Vico ayrıca kendi zamanının kültürlü zihinlerinin ilkel atalarınınkinden farklı bir yapıda olduğunu öne sürer. 18. yüzyıl düşünürleri soyut kavramlar ve evrensel önermeler oluştururken, ilkel bireyler için imgeler ve sesler doğrudan gönderme yaptıkları gerçek şeylere işaret eder. Post-Kantçı filozoflar için şimşek Zeus için bir sembol ya da metafor iken, Vico’nun şiirsel hayalperestleri için şimşek gerçekten Zeus’tur. Hem zihniyetlerini hem de tarihlerini rasyonalist bilimin veya aydınlanma tarihçiliğinin ilkeleriyle kusursuz bir şekilde yeniden inşa etmek imkansızdır. Geçmişteki insanların düşünce biçimlerini sembolik olarak yeniden yakalayabilecek ve onların duygularını yeniden somutlaştırabilecek yeni bir hayal gücü bilimi gereklidir.
Bu epistemolojik görüşler nedeniyle Vico, tüm ulusların kapsayıcı bir mantık şemasına bağlı olarak geliştiği farklı tarih çağlarını ilk kez ortaya koyan kişidir. Bir ulusun gelişiminin her aşaması, yeni inşa edilmiş bir doğal hukuk sistemi, dil kullanımı ve devlet kurumu yaratır. Her ulusta, insanların kendilerini doğrudan ilahi işaretlerle yönetildiğine inandıkları ve yalnızca doğrudan nesnel bir dille konuştukları Tanrılar Çağı‘ndan, aristokratların doğal üstünlükleriyle sıradan insanları köleleştirdikleri ve metaforik imgelerle konuştukları Kahramanlar Çağı‘na ve ardından insanların soyut genellemelerle iletişim kurdukları ve hem sosyal ilişkilerinde evrensel bir eşitlik hem de yönetildikleri soyut bir adalet kavramı varsaydıkları İnsanlar Çağı‘na geçişe neden olan ‘takdir-i ilahi’dir. Tarihin bu ‘corso’sunu, zihinsel kapasitelerin fantasia‘dan riflessione‘ye doğru bu ilerleyişini yaşamak, her ulustaki insanlar olarak bizim kaderimizdir.
Nihayetinde ideal akıl ve uygarlık çağına asla ulaşılamaz.
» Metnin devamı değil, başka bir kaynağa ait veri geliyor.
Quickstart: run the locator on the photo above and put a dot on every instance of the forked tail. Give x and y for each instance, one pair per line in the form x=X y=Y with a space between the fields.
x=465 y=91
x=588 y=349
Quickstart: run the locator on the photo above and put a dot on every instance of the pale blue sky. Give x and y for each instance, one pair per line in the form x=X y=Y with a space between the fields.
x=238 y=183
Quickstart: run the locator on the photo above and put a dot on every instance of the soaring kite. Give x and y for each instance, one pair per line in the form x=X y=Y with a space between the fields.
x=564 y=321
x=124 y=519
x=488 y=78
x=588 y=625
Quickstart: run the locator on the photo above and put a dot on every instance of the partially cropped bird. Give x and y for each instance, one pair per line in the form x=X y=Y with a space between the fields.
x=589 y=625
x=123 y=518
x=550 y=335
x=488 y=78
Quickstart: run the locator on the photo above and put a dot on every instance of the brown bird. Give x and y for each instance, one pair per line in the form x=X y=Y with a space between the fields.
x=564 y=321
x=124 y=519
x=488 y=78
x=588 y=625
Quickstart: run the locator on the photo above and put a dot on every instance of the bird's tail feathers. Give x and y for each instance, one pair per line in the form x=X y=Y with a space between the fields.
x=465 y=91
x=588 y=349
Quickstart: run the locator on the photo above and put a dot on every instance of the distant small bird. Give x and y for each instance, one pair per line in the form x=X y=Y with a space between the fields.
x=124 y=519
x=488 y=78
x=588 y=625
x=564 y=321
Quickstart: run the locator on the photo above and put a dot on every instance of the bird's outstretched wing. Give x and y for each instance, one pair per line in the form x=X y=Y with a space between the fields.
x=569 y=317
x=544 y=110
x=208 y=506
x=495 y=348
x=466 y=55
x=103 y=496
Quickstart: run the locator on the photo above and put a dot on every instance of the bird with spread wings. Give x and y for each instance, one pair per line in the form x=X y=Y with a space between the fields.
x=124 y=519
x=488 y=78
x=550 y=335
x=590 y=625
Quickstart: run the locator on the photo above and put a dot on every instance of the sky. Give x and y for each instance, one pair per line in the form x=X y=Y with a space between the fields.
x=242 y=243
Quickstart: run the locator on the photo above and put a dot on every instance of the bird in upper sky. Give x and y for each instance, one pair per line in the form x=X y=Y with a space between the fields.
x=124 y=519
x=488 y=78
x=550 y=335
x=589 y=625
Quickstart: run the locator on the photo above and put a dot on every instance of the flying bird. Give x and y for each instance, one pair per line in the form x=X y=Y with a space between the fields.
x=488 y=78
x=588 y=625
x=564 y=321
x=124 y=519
En medeni halimizde, tarih bir ‘ricorso’ içinde ‘ikinci bir barbarlığa’ doğru kendi etrafında döner. İşte sivil bürokrasi, sahte dil ve kurnaz aklın yardım ettiği bu düşünme barbarlığında, tutkularımız Tanrılar ya da Kahramanlar Çağı’nda öne çıkan örf ve adetler tarafından dizginlenemez ve sivil toplum, tarihin ikinci bir döngüsüne geri dönmeden önce kendi üzerine çöker.